The recent approval of an irreversible monoamine oxidase inhibitor for treating Parkinson's disease includes an indication for patients with early disease as well as for those with more advanced disease who are already on levodopa.

The Food and Drug Administration approved rasagiline for treating the signs and symptoms of idiopathic Parkinson's disease as initial monotherapy and as adjunct therapy to levodopa. Rasagiline, which will be marketed under the trade name Azilect by the Israel-based company Teva Pharmaceutical Industries Ltd., will be available sometime in July, according to the company. The recommended monotherapy dose is 1 mg once daily; for adjunctive therapy, the recommended starting dose is 0.5 mg once daily, increasing to 1 mg once daily if the clinical response is not adequate.
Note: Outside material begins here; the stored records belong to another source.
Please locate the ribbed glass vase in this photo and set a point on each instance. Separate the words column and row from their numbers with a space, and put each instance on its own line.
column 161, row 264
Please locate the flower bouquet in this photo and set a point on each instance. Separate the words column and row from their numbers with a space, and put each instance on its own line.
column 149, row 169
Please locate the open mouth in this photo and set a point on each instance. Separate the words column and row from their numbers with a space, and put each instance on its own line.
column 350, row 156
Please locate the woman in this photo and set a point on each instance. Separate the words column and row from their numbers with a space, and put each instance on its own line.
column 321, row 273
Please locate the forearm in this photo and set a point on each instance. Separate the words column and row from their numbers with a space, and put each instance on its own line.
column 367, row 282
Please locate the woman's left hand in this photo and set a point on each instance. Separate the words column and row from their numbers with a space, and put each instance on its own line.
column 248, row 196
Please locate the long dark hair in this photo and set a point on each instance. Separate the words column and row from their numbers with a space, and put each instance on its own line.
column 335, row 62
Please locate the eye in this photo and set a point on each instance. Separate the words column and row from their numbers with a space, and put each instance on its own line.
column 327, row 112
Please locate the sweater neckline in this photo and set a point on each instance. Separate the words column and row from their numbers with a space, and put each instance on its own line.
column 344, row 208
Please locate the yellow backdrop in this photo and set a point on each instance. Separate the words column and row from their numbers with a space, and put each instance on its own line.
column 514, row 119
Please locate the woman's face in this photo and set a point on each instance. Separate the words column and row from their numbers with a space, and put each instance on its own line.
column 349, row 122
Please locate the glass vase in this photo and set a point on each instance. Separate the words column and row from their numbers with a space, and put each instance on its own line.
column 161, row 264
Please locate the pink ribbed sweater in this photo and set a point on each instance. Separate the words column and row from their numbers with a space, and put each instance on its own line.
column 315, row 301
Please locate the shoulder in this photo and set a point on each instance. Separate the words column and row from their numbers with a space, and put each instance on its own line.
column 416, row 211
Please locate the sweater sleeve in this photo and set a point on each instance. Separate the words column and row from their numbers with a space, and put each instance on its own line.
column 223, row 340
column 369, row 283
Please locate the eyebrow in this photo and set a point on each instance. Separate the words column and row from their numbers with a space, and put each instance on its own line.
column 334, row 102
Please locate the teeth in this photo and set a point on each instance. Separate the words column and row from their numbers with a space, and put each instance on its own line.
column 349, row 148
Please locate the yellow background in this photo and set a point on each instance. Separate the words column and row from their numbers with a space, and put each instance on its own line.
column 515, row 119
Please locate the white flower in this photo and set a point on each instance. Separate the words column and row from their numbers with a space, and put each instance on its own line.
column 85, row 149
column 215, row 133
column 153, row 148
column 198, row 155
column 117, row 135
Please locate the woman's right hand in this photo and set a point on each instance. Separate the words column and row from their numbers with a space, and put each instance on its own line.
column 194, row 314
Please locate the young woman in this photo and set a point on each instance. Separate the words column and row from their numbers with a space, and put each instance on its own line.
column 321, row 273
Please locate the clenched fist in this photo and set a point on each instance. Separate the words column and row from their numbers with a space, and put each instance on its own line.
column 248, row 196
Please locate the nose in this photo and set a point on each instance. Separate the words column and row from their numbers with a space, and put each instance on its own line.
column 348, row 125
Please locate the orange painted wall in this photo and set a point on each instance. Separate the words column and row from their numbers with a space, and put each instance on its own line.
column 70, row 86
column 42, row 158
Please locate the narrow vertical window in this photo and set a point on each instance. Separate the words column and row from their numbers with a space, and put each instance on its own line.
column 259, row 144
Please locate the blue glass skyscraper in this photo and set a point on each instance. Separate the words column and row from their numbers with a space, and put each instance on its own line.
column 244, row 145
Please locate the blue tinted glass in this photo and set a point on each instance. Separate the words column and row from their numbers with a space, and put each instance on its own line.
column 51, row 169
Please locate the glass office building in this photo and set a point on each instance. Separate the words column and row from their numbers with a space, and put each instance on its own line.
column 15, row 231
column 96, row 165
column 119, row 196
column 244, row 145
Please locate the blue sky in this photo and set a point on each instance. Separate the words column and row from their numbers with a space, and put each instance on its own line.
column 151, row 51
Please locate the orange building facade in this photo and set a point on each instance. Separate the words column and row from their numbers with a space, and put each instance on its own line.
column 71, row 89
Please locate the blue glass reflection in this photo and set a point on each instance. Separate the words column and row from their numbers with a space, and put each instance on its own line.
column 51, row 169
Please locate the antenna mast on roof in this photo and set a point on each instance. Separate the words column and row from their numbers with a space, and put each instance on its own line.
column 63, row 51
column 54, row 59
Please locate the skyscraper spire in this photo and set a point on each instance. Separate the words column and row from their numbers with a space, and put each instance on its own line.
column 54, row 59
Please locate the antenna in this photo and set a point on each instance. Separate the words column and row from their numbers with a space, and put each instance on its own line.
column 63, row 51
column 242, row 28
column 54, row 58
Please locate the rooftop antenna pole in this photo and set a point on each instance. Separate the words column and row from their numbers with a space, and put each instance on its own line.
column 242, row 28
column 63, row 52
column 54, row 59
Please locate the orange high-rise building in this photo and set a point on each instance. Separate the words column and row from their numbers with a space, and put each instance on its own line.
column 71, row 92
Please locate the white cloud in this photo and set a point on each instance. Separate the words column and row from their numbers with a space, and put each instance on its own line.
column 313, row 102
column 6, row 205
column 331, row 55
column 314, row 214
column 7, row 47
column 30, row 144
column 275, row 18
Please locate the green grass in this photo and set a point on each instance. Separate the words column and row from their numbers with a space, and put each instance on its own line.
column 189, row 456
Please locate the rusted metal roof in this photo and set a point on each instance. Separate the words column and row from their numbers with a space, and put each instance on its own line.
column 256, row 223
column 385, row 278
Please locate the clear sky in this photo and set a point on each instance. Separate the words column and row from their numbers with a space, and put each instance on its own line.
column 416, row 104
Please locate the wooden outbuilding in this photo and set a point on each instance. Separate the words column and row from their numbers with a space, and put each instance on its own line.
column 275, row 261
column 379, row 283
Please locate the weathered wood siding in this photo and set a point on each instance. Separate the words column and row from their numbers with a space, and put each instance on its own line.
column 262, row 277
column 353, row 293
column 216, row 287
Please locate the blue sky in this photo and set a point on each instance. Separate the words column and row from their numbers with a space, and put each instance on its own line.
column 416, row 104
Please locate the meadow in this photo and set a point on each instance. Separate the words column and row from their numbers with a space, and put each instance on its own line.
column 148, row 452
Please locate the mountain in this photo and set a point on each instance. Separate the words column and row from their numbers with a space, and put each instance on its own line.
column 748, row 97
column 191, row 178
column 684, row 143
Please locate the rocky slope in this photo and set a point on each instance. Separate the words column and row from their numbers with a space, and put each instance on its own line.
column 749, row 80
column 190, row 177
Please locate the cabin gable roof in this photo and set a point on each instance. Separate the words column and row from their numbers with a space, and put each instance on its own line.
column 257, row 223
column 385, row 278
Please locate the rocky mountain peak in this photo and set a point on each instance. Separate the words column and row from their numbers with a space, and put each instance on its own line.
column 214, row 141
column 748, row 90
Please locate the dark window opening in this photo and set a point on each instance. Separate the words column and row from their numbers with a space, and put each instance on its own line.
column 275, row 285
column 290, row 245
The approval comes with a warning about the need to restrict dietary tyramine and amines contained in medications in order to avoid the risk of a hypertensive crisis, as well as a precaution about monitoring patients for melanoma.

Rasagiline—a new molecular entity that was approved in Europe and Israel last year—inhibits monoamine oxidase type B (MAO-B). Whether it is selective for and inhibits only MAO-B and not MAO-A in humans has not been adequately studied yet, according to the drug's label. The label also states that its precise mechanism of action is unknown, but is believed to be “related to inhibition of MAO-B,” which results in increased extracellular levels of dopamine in the striatum.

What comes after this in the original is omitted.